31 Mayıs 2014 Cumartesi

Kendisi Küçük Ruhu Büyüklere(2)

 Hepimiz anne karnından çıktığımızda kendisi küçük ruhu büyük insanlardık. Hepimiz tertemizdik, Dünya'nın bütün pisliklerinden arınmş, günahsızdık. Dışarıdan baktığımızda ufak hayallerimiz vardı, ama yaşımızdan çok büyüktü. Bu da bizi büyük ruhlu yapan şeydi aslında.
 Dünyaya geldiğimizde, o ilk ağlayışımızda, göbek bağının kesilmesinde bir işaret vardı aslında: Yaradılıştan gelen bir işaret, bir vaad. O göbek bağı kesildi çünkü bizim özgür olmamız gerekiyordu. Kendi yolumuzu çizmemiz, kendi dünyamızı kurmamız gerekiyordu. Ama öyle olmadı.
 Sonra ağlamaya başladık. Ağlamak bizim hayata isyanımızdı. Gidişattan memnun değildik, olanlardan hoşnut değildik. Göbek bağımız kesilirken Yaradan'ın bize vadettiği bu değildi. Yırtınırcasına ağladık. Ama insanlar  anlamadılar; "Yorgundur, uykusu vardır, karnı acıkmıştır, gazı vardır" dediler. Sonra uyuşturucu misali bize meme verdi Annemiz, meme ile bizi uyuşturup uyuttular, bizi sallaya sallaya uyuttular.
 Bazen masanın üstündeki kumandayı istedik, bazen yerdeki minik oyuncağı ağzımıza almak istedik, bazen havadaki uçağı istedik. Ama hepsi elimizden sırayla alındı. Hayallerimiz sırayla elimizden alındı.

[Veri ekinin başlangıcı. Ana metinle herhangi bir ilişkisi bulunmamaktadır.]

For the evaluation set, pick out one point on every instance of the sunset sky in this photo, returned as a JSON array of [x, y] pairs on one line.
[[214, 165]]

 Havada uçan uçağı gördüğümüzde "Baba bana uçak alsana" dedik. O bize bir oyuncak uçak aldı. Ama aslında biz oyuncak uçak istemiyorduk, biz o büyük uçağı istiyorduk. O neden bizim olmasındı ki? O uçağın sahibinin de bir babası vardı. Bizim babamız niye alamasındı ki?
 Biz etrafımızdaki dünyaları keşfetmek istedik. Farklı farklı şeyleri keşfetmek istedik. Ama bize hep "cız", "e-eh", "kaka" dendi. Başka ufuklara, başka dünyalara kapatıldı kapılarımız birer birer. Soyutlandık Dünya'nın nimetlerinden.
 Sonra ağlamaktan korkar olduk, isyan etmekten korkar olduk. Birer koyun haline geldik. Çünkü eğer ağlarsak yine istemediğimiz halde uyutulacaktık, meme emecektik. "Gazı vardır" diyip anlamsız anlamsız popomuza vuracaklardı. Korktuk. Düşüncelerimizi ifade etmekten korktuk, baş kaldırmaktan korktuk. Sessizleştik, boyun eğdik, mememizi emdik, uyuduk.
 Başta hepimizin ruhu büyüktü, kendimizden büyük hayallerimiz vardı. Sonradan hırsızlar ile tanıştık. Hayallerimizi çaldılar. Dalları kesilen ağaç gibi, odundan bir farkımız olmayan insanlar haline geldik.